You have made such an impact with new products. The strategy has worked. Do you ever take the time to appreciate that success, or are you always looking ahead to the next challenge and the next model?

We have people rallies and dealer rallies, because it is important to smell the roses once in awhile. Celebrating motivates the troops and the senior folks to go at it again and to recharge. We have people meetings two or three times a year to get the entire team together. We just had a meeting when we won our Motor Trend Car of the Year award for the new CTS. We got the engineering team together, and Motor Trend was there to present the trophy. We gave some presentations, made a big deal out of it, and had the plant connected via satellite so that everybody got a chance to really understand the gravity of the situation and what kind of achievement we just accomplished. Beating the Mercedes-Benz C-Class and other top vehicles from around the world is incredible. We shared that with everybody.
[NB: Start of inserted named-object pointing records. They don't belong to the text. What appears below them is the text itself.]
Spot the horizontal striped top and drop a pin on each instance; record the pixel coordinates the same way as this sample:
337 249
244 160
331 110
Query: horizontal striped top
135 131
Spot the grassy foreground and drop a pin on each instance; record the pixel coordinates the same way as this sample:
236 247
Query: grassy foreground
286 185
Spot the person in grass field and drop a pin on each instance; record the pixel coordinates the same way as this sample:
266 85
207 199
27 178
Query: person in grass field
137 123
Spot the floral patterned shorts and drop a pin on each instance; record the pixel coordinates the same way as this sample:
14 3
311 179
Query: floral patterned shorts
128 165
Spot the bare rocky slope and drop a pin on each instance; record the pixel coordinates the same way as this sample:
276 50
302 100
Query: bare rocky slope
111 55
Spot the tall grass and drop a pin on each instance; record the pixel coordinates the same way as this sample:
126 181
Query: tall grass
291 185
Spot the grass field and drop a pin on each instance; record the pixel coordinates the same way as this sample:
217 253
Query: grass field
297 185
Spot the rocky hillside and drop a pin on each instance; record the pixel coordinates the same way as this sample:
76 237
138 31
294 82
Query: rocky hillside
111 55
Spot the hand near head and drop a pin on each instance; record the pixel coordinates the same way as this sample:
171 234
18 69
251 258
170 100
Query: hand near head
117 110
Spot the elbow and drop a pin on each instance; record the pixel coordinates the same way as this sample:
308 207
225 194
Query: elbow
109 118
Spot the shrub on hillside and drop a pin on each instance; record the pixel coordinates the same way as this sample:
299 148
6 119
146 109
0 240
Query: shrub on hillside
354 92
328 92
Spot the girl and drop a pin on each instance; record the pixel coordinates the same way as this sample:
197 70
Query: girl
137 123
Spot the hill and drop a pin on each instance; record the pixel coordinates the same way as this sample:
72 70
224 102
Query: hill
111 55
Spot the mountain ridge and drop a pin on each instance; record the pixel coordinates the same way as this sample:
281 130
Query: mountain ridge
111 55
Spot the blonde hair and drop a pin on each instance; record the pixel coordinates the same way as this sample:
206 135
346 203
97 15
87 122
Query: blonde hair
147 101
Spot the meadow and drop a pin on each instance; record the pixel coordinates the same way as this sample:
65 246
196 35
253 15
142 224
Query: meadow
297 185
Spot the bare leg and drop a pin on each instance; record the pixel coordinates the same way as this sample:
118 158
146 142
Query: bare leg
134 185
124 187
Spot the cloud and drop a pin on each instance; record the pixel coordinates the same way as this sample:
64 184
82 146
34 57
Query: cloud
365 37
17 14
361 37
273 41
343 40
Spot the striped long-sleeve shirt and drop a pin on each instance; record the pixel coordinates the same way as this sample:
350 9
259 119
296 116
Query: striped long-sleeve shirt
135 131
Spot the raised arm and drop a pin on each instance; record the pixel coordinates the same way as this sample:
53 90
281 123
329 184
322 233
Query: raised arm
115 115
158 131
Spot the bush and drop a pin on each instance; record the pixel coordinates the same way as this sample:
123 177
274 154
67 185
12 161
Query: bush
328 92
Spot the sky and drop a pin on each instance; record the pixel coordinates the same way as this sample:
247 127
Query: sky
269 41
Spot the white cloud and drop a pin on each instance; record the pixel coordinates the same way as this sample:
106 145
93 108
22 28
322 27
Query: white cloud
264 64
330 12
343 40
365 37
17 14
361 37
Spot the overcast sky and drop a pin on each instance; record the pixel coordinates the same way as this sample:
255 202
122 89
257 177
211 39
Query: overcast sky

We go like basketball players; we really don’t stop until the end of the game. But in our case, our game doesn’t end. We stop, high-five, cheer for a second, and then sprint right back, because they’re coming at us. That’s what we do every day.

When you look at technology and all the ways your people can reach you, how challenging is it for you to turn it off? Have you been able to find that balance and to get away from it?

You’re absolutely right – technology is a killer. On the one hand, it’s fabulous because you’re in moment-by-moment contact. The downside is that it’s almost impossible to untether yourself and walk away, because you’re so well connected. It’s a bit of a feeding system, because everybody is used to answering quickly, and everybody expects you to answer quickly. Truly checking out is a serious challenge for anybody in executive life these days.